The fundamental reason why serious conservatives oppose amnesty for illegal immigrants to the United States is because (a) we believe in the rule of law, and (b) we understand the threat it poses to our national security. However, it is becoming increasingly rare to hear this commonsensical viewpoint represented by popular conservatives in the media. Rather, “Amnesty will mean the death of the Republican Party!” seems to be the principal argument articulated by anti-amnesty commentators. This talking point, as I will explain, has more to do with white nationalism than it does conservatism.
While the rule of law and national security are central to serious conservative objections to amnesty, white nationalists, by contrast, primarily oppose illegal immigration because most of these immigrants are black and brown people from “Third World” countries. Since most minorities in the United States currently vote Democratic, many anti-amnesty political observers believe that more black and brown immigrants will increase the Democratic vote. Without question, if America ever has a problem of white, Western European people immigrating illegally to the United States in the future, some of the most vociferous critics of illegal immigration would be hypocritically mum on the subject. The problem isn’t that white nationalists don’t like illegal immigration; the problem is that they don’t like where these immigrants are emigrating from—and what the arrival of these immigrants is doing to the ethnic composition of the United States.
When conservatives frame the illegal immigration debate around the Republican Party’s electoral chances being most optimistic with a largely white population—which is at the root of the “Amnesty will mean the death of the GOP!” talking point—they are not only engaging in covert white nationalist argumentation, but they are also arguing a losing position. Those on the right who frame the illegal immigration issue around the GOP’s electoral chances simply come across as hopeless, jejune partisans and lose all credibility when accusing the Democrats of politicizing the issue of illegal immigration.
The problem with the “Amnesty will mean the death of the Republican Party!” talking point is that it says nothing about why, as a matter of principle, amnesty for illegal immigration is a bad idea. Rather, it is more of a statement about the kind of electorate that the anti-amnesty right would rather have. It clearly makes people the problem, as opposed to how the people came. If the illegal immigrants from Latin America came legally, the anti-amnesty, white nationalist crowd would still be unhappy because they aren’t white Western Europeans.
Interestingly, even FOX News’ Bill O’Reilly was honest, albeit despicable, in his assessment of the browning of America on election night 2012. He said, “The white establishment is now the minority,” and then he went on to insultingly suggest that minorities in America are essentially shiftless moochers off hardworking white people, which is why they reelected President Barack Obama and did not vote for Mitt Romney.
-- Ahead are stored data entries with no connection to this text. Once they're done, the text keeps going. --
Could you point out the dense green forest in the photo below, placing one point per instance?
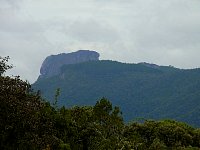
(141, 90)
(29, 122)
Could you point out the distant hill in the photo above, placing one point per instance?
(140, 90)
(51, 65)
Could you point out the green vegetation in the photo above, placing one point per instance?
(30, 123)
(141, 90)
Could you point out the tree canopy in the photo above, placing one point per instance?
(29, 122)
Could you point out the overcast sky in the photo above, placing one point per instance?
(164, 32)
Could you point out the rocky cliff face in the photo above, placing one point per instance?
(52, 64)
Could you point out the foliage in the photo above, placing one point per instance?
(28, 122)
(140, 90)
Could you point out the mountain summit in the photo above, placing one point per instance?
(52, 64)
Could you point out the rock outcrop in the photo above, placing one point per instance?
(52, 64)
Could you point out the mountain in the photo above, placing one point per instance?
(51, 65)
(140, 90)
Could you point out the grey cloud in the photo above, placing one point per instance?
(92, 31)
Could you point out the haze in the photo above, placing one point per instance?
(154, 31)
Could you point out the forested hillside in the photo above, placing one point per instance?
(28, 122)
(140, 90)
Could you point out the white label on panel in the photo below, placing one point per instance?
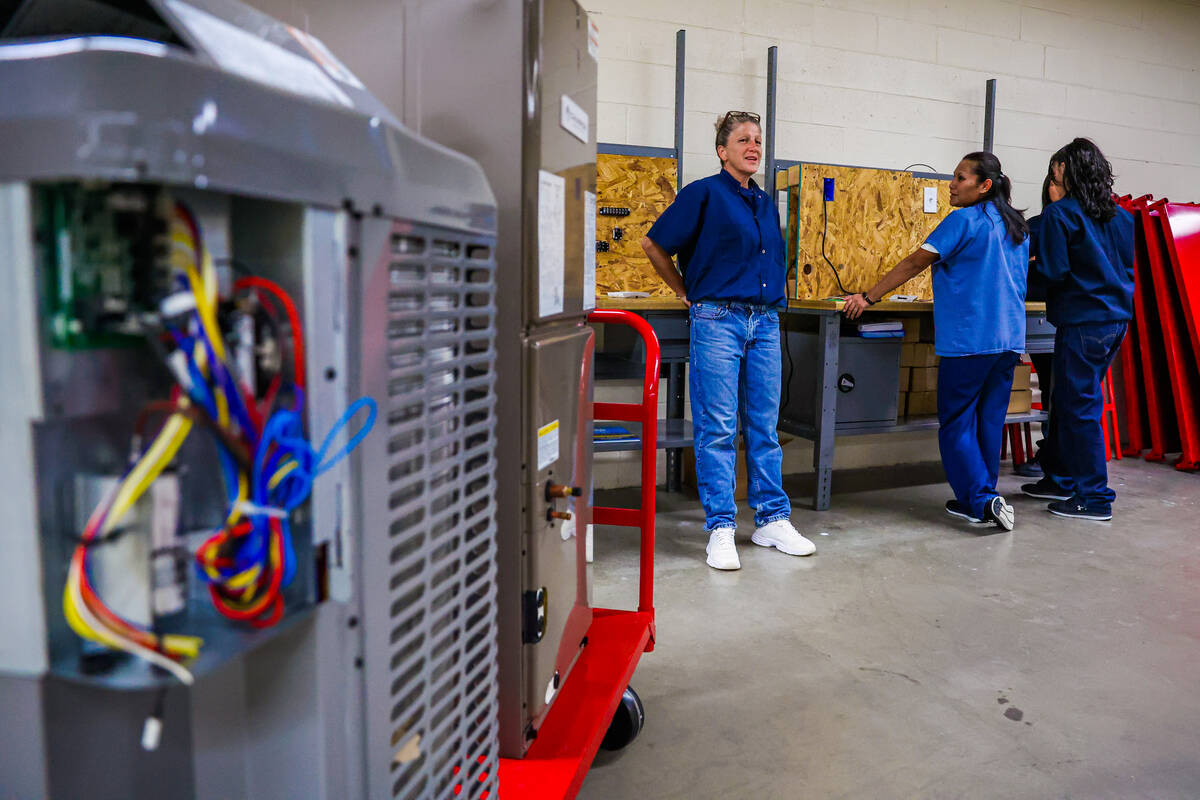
(322, 55)
(251, 56)
(551, 242)
(574, 119)
(547, 445)
(930, 199)
(593, 40)
(589, 251)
Bill O’Reilly claims to be pro-amnesty for the children of illegal immigrants, but he reveals his true white nationalist beliefs when he speaks candidly about the ethnic composition of the American population.
It is important to note that O’Reilly was talking about legal immigrants to America in his election analysis, inasmuch as illegal immigrants cannot vote. O’Reilly voiced the concern that many in the white right feel about the current ethnic composition of the country. When those on the right talk about amnesty leading to the end of the Republican Party, they are essentially making the same point that O’Reilly did on Election Night—just in a much more cravenly fashion.
Respect for the rule of law and strong national security are arguments against illegal immigration that all minorities can relate to, inasmuch as central to those arguments is unimpeachable logic—not xenophobia and ethnic hatred. By contrast, when the focus of the argument against illegal immigration is that the GOP is at a political disadvantage without a majority-white population, this is something to which minorities pay attention, and it further repels them from the Republican Party. It’s incredibly pitiful that the Democratic Party—the political party that spawned the Ku Klux Klan—can now thrive in a multi-ethnic country, but the Republican Party—the Party of Lincoln—now needs an exclusively white country to win elections. Something has seriously gone wrong.
The reason why some Republicans claim that amnesty would mark the death of the Republican Party is because they have no plans of appealing to Hispanics to ensure that they become a Republican Party voting bloc for many decades to come. Any suggestion or attempt to appeal to Hispanics with carefully tailored conservative policy arguments is generally scoffed at as an effort at political pandering. Such Republicans—although they will deny it—believe in the concept of ethnic political determinism (the idea that certain ethnic groups are destined to hold certain political affiliations and are largely impervious to alternative political information). The notion that amnesty will mark the death of the GOP misses the point—the Republican Party is already on the road to extinction due to the GOP’s dogmatic refusal to engage minorities with an invigorating conservative message, and Republicans’ ignorant repetition of counterproductive talking points that alienate minority communities.
When Republicans are not repeating the “Amnesty will be the death of the Republican Party!” canard, they are engaging in fallacious argumentation about how illegal immigration damages the American economy, since these immigrants are likely to go on welfare. This is a losing argument because it is simply untrue. There is an economic consensus, including among economists who oppose illegal immigration, that all immigration is salutary to the American economy. Those who solely look at the welfare collected by immigrants, while ignoring any other ways that immigrants could positively affect the economy, are guilty of reasoning like the proverbial bad economist that Henry Hazlitt describes in his book, Economics in One Lesson—that is, they have their sights firmly fixed on welfare, so they are completely blinded to the copious ways immigrants, regardless of immigration status, enhance the American economy by creating more demand for goods and services throughout society. Economic arguments against illegal immigration are, by and large, embarrassing displays of bad economics.
The primary, serious conservative position on illegal immigration is opposing it because it violates the rule of law and imperils America by making the country susceptible to terroristic activity. People have every right to oppose illegal immigration because they would much prefer to live in an America that is largely, if not wholly, inhabited by whites; however, that argument is a white nationalist argument—not a conservative one. They can disguise their true feelings with the benign-sounding catchphrase, “The GOP is over if amnesty is passed!” But minorities know exactly what they mean.
White nationalism is not an ideology that can win in an increasingly diverse America—no matter how carefully it is disguised with the sheep’s clothing of conservatism.